Conversation, both in England and Germany, sometimes turns on the question whether or not the Emperor will be known to future generations as William "the Great." It is agreed on all sides that he will not take a place among the mediocrities or sink into oblivion. We have, though only negatively and indirectly, his own view of the matter, if, that is, it may be deduced from the fact that he has more than once tried to attach this epitheton ornans to the memory of his grandfather. At Hamburg in 1891 he desired a statue to the Emperor William I to bear the inscription "William the Great." The cool common sense of the cautious Hamburgers refused to anticipate the decision of posterity and placed on the pedestal the simple words "William the First." In deference to the Emperor's well-known wishes, if not at his request, the Hamburg-Amerika line of steamers christened one of their ocean greyhounds Wilhelm der Grosse. The mere fact that people discuss the question in his lifetime is of happy augury for the Emperor. Perhaps some other epithet will be found for him. "Puffing Billy" is one of his titles among English officers, taken from the name given locally to Stephenson's first locomotive. But history has many ranks in her peerage and many epithets at her disposal—great, good, fair, lionhearted, silent—that the Emperor will not have—and a host more. Maybe the greatest rulers were those whom history, as though in despair of finding a single term with which to do them justice, has refrained from decorating. Timur, Akbar, Attila, Julius Cæsar, Elizabeth, Victoria, Napoleon have no epithets, and need none. However, it is clear that a verdict on the Emperor's deserts is premature. Suppose him at the bar of history. The case is still proceeding, the evidence is not complete, counsel have not been heard, and—most obvious defect of any—the jury has not been impanelled.

More than half a century has passed since the Emperor was born. How time flies!

"Alas, alas, O Postumus, Postumus,
The years glide by and are lost to us, lost to us."

But not the memories they enshrine. It is, let us imagine, the night of the Emperor's Jubilee, and he lies in the old Schloss, still awake, reflecting on the past. What a multitude of happenings, gay and grave, throng to his recollection, what a glorious and crowded canvas unrolls itself before his mental vision! The toy steamer on the Havel; the games in the palace corridors, with the grim features of the Great Elector betrayed, one is tempted to think, into a half-smile as he watches the innocent gaiety of the romping children from the old wainscoted walls; the irksome but disciplinary hours in the Cassel schoolroom; the youthful escapades with those carefree Borussian comrades at the university on the broad bosom of Father Rhine; the excursions and picnics among the Seven Hills; the visits to England, its crowded and bustling capital, its country seats with their pleasant lawns and stately oaks; the war-ships in the Solent, with their black mass and frowning guns, as they towered, like Milton's Leviathan, above his head.

What a good time it was, and how rich in manifold and picturesque impressions!
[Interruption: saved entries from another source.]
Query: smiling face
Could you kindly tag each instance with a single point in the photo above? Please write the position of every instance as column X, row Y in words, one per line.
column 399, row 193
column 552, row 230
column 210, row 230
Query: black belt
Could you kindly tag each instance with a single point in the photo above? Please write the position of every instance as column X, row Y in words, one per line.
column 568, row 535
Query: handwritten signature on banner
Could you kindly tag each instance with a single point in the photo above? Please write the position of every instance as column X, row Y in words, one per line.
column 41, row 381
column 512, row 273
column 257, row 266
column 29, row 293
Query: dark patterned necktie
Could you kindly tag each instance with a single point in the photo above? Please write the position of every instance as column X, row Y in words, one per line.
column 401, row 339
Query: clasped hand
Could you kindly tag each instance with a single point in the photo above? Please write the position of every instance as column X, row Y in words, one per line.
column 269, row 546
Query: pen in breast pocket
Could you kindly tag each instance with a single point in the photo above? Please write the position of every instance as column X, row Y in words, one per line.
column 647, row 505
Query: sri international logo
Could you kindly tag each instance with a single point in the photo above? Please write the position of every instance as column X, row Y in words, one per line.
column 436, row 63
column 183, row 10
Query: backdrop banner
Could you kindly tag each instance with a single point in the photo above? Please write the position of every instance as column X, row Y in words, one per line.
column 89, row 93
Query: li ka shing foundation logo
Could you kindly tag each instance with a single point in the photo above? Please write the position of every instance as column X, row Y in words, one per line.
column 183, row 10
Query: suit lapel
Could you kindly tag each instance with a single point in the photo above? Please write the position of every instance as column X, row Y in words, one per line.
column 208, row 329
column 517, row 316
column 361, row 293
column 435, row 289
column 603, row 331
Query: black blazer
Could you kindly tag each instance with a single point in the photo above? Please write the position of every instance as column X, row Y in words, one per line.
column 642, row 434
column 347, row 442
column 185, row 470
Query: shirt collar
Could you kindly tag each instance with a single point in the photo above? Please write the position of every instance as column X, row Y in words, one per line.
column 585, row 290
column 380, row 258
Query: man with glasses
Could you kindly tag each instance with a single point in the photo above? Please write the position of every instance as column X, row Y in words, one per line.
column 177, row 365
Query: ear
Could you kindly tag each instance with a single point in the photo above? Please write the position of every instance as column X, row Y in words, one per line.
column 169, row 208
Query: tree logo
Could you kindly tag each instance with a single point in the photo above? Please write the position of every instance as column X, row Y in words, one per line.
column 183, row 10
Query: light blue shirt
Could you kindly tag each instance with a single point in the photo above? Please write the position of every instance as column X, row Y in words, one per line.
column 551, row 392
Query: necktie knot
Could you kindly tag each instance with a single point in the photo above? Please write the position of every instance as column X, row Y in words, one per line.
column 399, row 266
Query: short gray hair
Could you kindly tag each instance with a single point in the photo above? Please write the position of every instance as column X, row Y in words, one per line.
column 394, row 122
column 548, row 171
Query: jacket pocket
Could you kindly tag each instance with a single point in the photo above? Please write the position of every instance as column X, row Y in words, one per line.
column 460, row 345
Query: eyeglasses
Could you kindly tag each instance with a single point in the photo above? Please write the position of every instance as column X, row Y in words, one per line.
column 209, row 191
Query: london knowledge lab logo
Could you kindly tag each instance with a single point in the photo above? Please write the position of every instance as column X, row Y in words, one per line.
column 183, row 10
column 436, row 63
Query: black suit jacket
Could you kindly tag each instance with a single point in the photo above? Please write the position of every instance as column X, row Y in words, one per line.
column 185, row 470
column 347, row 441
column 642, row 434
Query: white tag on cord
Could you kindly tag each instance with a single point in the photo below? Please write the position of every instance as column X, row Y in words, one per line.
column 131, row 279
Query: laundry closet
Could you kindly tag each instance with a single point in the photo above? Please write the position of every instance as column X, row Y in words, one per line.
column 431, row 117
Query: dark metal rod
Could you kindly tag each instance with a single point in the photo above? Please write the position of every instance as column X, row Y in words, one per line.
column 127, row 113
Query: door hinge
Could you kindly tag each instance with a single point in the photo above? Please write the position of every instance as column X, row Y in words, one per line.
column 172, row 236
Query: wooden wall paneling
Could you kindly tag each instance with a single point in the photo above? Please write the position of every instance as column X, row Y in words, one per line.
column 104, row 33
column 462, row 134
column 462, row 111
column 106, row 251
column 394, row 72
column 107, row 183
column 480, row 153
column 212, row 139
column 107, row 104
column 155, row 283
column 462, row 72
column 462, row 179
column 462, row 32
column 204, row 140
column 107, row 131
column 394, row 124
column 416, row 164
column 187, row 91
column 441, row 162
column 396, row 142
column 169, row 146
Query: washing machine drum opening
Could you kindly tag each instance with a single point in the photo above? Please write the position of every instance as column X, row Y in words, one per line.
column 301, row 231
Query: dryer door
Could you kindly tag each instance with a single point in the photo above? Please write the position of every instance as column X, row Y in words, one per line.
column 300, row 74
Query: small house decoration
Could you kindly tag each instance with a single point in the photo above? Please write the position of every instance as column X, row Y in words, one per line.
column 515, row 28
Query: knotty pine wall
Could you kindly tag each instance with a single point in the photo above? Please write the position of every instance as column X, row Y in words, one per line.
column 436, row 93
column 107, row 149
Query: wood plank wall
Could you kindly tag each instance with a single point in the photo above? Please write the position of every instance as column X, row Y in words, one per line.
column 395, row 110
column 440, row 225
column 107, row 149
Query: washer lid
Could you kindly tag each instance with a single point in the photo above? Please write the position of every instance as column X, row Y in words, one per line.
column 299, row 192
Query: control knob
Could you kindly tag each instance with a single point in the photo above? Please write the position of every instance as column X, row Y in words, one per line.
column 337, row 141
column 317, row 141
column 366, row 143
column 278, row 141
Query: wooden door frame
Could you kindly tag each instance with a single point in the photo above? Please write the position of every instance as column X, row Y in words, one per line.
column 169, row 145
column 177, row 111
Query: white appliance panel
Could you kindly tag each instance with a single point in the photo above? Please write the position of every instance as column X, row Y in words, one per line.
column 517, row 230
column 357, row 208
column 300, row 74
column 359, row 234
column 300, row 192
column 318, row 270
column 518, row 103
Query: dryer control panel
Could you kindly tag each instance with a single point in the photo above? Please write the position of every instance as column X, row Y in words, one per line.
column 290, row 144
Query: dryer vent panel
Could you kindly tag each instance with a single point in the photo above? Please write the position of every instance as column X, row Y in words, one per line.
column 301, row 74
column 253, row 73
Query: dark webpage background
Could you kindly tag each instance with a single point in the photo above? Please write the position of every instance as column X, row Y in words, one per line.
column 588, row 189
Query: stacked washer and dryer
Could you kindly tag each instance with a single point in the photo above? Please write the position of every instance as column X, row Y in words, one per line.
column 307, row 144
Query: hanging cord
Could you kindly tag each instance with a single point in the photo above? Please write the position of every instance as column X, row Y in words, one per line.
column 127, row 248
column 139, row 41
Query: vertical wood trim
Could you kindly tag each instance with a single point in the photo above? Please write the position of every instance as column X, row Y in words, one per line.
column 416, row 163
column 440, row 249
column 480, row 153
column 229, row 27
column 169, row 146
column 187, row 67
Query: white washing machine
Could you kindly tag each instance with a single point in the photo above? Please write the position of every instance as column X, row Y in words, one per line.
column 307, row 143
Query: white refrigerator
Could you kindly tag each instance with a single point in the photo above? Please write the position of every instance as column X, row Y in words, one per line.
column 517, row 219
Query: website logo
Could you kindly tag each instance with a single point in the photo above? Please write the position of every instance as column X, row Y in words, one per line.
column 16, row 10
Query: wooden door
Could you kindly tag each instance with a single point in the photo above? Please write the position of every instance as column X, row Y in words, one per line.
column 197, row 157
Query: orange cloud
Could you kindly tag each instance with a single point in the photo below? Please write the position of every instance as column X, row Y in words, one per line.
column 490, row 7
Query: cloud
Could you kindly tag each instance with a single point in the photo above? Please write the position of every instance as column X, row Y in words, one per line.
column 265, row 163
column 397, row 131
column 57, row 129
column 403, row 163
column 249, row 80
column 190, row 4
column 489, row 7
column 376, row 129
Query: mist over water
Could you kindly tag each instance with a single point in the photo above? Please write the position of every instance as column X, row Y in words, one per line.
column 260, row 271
The canvas continues to unroll and a literary period opens—that age between youth and manhood, of all ages most passionate and ideal, when we are enthralled and moved by what we read—by those studies which

"adolescentiam agunt, senectutem oblectant, secundas res ornant, adversis perfugium ac solatium præbent, delectant domi, non impediunt foris; pernoctant nobiscum, peregrinantur, rusticantur."

It was the Lohengrin period, when, filled with the ardour and imaginativeness of high-souled youth, the future Emperor was dimly thinking of all he would do in the days to come for the happiness and prosperity of his people, nay, of all mankind.

Another tableau presents itself. Life has now become real and the Emperor's soldiering days have begun—never to conclude! His regiment is his world; parades and drills, the orderly-room and the barrack square occupy his time; and would seem monotonous and hard but for the little Eden with its Eve close beside them.

The Emperor turns uneasily, for his thoughts recur to the painful circumstances of his accession; but calmness soon succeeds as the curtain rises on the splendid panorama of the reign. He sees himself, a young and hitherto unknown actor, leaving the wings and taking the very centre of the stage, while the vast audience sits silent and attentive, as yet hardly grasping the significance of his words and gestures, emphatic though they are. And then he recalls the years of Sturm und Drang, the growth of Empire in spite of grudging rivals and of fellow-countrymen as yet not wholly conscious of their destinies, which one can now see constituted a whole drama in themselves, fraught with great consequences to the world.